World stocks slipped on Thursday after the Federal Reserve cautioned that the U.S. economy would remain weak for a time, adding to concerns about the sustainability of a recent recovery.

Government bonds were under pressure as the Fed kept to its $300 billion Treasury debt buyback programme after a two-day meeting on Wednesday.

The U.S. central bank signaled it was less concerned about deflation, but it also said inflation would remain subdued for some time and interest rates would stay low for an extended period.

Investors are assessing what shape the recovery is likely to be and they are looking for tangible proof that positive forward-looking indicators will come to fruition, said Henk Potts, strategist at Barclays Wealth. MSCI world equity index fell a quarter percent. After hitting a 7-1/2 month high earlier this month, the benchmark index has been on a slight downward path, staying around five percent off the peak. On the year, the index is up around 5.8 percent.
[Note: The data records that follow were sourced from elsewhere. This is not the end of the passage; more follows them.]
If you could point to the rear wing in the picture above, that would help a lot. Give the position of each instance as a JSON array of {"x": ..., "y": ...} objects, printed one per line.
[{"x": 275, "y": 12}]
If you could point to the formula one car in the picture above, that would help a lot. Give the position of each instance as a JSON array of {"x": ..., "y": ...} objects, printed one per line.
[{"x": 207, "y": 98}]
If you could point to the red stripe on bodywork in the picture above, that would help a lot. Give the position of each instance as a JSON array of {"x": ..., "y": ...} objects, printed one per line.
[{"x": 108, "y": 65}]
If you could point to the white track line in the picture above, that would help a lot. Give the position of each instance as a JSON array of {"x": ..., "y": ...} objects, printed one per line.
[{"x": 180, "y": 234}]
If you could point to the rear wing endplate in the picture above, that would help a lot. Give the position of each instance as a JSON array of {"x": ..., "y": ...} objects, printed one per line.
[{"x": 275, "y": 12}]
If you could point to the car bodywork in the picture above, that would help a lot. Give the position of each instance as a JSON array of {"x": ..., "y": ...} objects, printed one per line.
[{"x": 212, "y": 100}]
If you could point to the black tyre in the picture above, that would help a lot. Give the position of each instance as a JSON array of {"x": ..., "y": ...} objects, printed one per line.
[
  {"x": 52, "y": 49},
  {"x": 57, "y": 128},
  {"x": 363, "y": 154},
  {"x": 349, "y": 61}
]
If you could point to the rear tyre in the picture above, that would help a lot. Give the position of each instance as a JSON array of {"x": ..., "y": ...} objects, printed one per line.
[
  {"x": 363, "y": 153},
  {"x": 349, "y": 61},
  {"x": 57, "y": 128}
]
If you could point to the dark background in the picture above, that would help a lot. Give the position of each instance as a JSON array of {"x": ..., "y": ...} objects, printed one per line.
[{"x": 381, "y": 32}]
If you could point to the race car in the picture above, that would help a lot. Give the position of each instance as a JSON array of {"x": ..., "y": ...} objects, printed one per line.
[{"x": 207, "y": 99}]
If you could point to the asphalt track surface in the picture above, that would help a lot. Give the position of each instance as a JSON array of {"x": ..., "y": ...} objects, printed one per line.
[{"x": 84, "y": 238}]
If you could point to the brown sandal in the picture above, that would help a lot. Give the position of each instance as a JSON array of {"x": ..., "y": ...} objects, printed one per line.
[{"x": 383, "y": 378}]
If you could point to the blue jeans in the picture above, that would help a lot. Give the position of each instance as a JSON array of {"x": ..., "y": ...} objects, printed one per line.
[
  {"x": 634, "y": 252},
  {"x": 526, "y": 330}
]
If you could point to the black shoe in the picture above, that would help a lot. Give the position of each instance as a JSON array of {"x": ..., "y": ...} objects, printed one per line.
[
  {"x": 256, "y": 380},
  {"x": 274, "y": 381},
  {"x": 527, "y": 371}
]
The FTSEurofirst 300 index fell 0.7 percent, with chemical and basic resource shares being the biggest losers. Emerging stocks rose a half percent.

Investors are looking to a series of second-quarter corporate results due over the next few weeks to seek concrete evidence of an economic turnaround.

According to Thomson Reuters data, quarterly earnings are estimated to drop 34.5 percent for the S&P 500 index for the second quarter -- downgraded from 27 percent growth in July 2008 -- and fall by 21.4 percent in the third quarter.

In the fourth quarter, however, the earnings growth rate is expected to hit a whopping 180.2 percent -- thanks to some optimism about firms selling discretionary consumer goods and material firms. For full-year 2010 the rate is expected to rebound to 26.3 percent growth from the 11.2 percent fall estimated for this year.

MIXED WORD

The Fed's mixed word on the economy weighed on the Dow Jones industrial average on Wednesday while some technology shares were firmer, thanks to stronger-than-expected quarterly results from software maker Oracle.

The dollar rose 0.8 percent to 96.47 yen while it was steady against the euro at $1.3935. The U.S. currency was steady against a basket of major currencies.

The Fed basically left things unchanged ... What will ultimately happen seems to be the dollar being sold, while interest rates keep rising and stock prices fall after the Fed didn't express concerns about rising interest rates, said Daisuke Uno, chief strategist at Sumitomo Mitsui Banking Corp in Tokyo.

U.S. crude oil fell 0.2 percent to $68.53 a barrel, weighed by data showing gasoline stocks in the United States rose 3.9 million barrels last week, exceeding analysts' expectations.

The September bund futures fell 18 ticks. U.S. Treasury prices were under pressure after the Fed with the benchmark 10-year yield up slightly at 3.7008 percent.